Artinya: “Hai sekalian manusia, bertakwalah kepada Tuhan-mu yang telah menciptakan kamu dari seorang diri, dan dari padanya Allah menciptakan isterinya; dan dari pada keduanya Allah memperkembang biakkan laki-laki dan perempuan yang banyak..” (QS. An-Nisa: 1).

Ustadz Bahraen (2021) mengartikan childfree sebagai keputusan untuk tidak memiliki anak setelah menikah. Jika berkaitan dengan hak asasi manusia, memang ini merupakan suatu pilihan yang semua orang bebas untuk memilihnya. Apakah dia akan menundanya untuk sementara ataupun selamanya dia tidak ingin memiliki anak. Terlepas dari itu semua, sebagai umat Islam kita berusaha menjalankan syariat Islam semaksimal yang kita bisa. Dan harus kita camkan bahwa kebahagiaan sejati hanyalah pada ketaatan terhadap perintah Allah. Adapun mengikuti cara ataupun metode di luar yang disyariatkan untuk meraih kebahagiaan hanya akan menghasilkan kebahagiaan yang semu dan berakhir dengan kesengsaraan.

Sedangkan menurut Ustadz Jawas (2018), diantara tujuan menikah adalah untuk memperoleh keturunan yang salih, yakni untuk menjaga keberlangsungan generasi anak adam. Sebagaimana firman Allah Subhanahu Wata’ala:

وَٱللَّهُ جَعَلَ لَكُم مِّنْ أَنفُسِكُمْ أَزْوَٰجًا وَجَعَلَ لَكُم مِّنْ أَزْوَٰجِكُم بَنِينَ وَحَفَدَةً وَرَزَقَكُم مِّنَ ٱلطَّيِّبَٰتِ ۚ أَفَبِٱلْبَٰطِلِ يُؤْمِنُونَ وَبِنِعْمَتِ ٱللَّهِ هُمْ يَكْفُرُونَ

Artinya:“Allah menjadikan bagi kamu isteri-isteri dari jenis kamu sendiri dan menjadikan bagimu dari isteri-isteri kamu itu, anak-anak dan cucu-cucu, dan memberimu rezeki dari yang baik-baik. Maka mengapakah mereka beriman kepada yang bathil dan mengingkari nikmat Allah?” (QS. An-Nahl: 72).

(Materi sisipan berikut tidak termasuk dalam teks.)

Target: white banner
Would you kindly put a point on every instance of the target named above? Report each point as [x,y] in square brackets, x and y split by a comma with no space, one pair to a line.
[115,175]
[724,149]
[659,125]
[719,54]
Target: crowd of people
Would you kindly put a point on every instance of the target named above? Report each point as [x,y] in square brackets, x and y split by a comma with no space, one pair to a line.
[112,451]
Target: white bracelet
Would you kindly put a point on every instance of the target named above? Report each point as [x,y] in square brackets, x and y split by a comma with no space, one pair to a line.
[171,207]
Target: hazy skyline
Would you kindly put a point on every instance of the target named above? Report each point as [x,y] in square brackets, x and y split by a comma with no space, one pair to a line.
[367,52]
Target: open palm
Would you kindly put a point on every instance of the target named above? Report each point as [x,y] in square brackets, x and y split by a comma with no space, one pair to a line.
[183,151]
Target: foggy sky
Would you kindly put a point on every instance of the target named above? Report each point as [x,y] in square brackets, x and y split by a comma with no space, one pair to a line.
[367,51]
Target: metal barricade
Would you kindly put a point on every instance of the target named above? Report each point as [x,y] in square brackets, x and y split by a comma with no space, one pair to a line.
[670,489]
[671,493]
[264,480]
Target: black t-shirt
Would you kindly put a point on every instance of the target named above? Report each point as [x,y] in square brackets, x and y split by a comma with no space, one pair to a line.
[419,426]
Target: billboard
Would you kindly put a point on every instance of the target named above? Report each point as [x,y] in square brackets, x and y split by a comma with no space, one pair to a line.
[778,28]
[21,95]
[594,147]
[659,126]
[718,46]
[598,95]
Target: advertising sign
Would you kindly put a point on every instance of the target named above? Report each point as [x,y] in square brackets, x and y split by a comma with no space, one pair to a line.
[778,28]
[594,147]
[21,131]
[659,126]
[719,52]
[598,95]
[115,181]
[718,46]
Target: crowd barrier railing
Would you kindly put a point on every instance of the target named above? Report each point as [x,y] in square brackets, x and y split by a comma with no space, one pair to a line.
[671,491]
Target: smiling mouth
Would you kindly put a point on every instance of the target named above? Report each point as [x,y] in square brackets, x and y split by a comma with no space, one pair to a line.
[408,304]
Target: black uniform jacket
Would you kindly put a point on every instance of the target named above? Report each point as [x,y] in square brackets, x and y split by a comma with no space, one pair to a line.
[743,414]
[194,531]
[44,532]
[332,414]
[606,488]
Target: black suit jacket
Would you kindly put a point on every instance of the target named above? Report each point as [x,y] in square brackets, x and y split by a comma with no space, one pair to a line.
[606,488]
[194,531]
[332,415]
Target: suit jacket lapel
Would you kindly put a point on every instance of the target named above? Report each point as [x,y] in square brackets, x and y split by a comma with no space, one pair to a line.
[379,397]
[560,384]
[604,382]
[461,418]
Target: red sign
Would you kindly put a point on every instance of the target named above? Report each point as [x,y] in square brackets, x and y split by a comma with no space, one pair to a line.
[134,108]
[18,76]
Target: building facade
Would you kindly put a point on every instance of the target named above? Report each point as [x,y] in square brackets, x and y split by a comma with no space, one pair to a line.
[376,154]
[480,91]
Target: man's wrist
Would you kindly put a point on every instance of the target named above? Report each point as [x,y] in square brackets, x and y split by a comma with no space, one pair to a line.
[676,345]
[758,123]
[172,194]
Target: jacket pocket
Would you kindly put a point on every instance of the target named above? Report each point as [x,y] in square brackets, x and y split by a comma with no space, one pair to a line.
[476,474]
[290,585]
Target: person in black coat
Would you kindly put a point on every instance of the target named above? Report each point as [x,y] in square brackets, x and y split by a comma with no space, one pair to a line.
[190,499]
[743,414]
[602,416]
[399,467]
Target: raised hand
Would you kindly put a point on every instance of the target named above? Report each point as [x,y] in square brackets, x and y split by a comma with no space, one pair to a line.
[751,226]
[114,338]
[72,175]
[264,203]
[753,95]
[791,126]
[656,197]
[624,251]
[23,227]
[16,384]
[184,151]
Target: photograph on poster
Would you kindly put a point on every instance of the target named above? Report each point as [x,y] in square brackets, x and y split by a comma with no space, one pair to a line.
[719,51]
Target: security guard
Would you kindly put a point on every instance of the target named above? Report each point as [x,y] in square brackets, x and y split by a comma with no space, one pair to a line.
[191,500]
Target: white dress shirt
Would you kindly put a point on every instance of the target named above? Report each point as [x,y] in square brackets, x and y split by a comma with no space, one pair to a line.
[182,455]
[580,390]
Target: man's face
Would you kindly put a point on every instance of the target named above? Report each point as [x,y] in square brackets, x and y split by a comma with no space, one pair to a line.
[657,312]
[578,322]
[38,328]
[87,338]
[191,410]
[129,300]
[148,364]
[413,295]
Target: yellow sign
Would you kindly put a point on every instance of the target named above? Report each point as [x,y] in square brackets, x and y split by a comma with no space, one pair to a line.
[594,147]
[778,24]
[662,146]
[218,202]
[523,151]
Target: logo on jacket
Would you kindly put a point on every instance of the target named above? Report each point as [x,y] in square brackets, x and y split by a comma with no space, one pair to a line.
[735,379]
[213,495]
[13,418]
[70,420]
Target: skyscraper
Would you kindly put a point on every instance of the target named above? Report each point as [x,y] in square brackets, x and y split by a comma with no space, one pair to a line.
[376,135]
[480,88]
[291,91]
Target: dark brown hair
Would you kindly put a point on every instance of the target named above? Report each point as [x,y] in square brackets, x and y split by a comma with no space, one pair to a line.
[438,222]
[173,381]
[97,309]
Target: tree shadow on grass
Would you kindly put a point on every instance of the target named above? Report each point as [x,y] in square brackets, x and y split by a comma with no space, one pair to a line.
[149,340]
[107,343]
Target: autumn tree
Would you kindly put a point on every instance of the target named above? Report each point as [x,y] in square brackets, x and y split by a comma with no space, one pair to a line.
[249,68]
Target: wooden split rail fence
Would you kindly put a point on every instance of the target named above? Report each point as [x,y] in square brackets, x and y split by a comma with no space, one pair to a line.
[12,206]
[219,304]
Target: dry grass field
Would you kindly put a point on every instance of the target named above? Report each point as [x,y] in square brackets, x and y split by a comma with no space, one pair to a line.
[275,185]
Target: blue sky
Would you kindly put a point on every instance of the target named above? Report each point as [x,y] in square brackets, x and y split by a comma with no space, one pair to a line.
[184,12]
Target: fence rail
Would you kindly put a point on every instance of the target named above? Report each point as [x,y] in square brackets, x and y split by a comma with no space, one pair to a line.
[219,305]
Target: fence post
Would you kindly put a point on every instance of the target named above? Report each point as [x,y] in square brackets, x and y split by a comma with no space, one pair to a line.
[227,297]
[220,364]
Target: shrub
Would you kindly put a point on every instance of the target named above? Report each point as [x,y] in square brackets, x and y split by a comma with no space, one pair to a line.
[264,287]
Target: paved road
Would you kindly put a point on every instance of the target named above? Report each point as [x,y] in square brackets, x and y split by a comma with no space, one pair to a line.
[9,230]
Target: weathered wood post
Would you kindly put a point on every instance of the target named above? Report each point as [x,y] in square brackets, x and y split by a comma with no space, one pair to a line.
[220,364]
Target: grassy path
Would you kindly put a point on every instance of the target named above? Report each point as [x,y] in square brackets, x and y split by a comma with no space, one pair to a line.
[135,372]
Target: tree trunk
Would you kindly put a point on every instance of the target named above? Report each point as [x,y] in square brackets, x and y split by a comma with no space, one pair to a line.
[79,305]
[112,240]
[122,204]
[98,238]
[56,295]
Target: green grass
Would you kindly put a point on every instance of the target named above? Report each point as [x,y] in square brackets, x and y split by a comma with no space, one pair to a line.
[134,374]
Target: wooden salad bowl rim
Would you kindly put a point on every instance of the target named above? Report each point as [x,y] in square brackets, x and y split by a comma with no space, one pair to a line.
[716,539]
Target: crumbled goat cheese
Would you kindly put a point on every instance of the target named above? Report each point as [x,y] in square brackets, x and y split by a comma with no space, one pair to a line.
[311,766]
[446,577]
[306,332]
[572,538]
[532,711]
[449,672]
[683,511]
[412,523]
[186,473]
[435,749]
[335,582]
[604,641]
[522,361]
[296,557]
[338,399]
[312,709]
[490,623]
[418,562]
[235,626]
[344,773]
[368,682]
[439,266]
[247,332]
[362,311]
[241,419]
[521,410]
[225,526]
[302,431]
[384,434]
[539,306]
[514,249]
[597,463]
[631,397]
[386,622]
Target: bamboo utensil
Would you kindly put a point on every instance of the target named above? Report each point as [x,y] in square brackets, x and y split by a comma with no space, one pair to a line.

Diantara hikmah pernikahan adalah menjadi kekuatan bagi umat Islam, memperbarui generasi muda, serta menghinakan musuh-musuh Islam karena ia menjadi perantara (wasilah) dalam menambah jumlah kaum muslimin di seluruh dunia untuk memakmurkan bumi dan menyebarkan agama Allah (al-Malik Fahd, 2015). Oleh karenanya Nabi menganjurkan untuk menikahi wanita yang subur (Jawas, 2018). Sebagaimana sabda Nabi Shallallahu Alaihi Wasallam:

تَزَوَّجُوا الوَدُودَ الوَلودَ، فإني مُكَاثِرٌ بكم الأنبياءَ يومَ القيامةِ

Artinya: “Nikahilah wanita yang penyayang dan subur. Karena aku akan berbangga dengan banyaknya umatku di hadapan para Nabi pada hari kiamat.” (HR. Ahmad dan Ath-Thobroni).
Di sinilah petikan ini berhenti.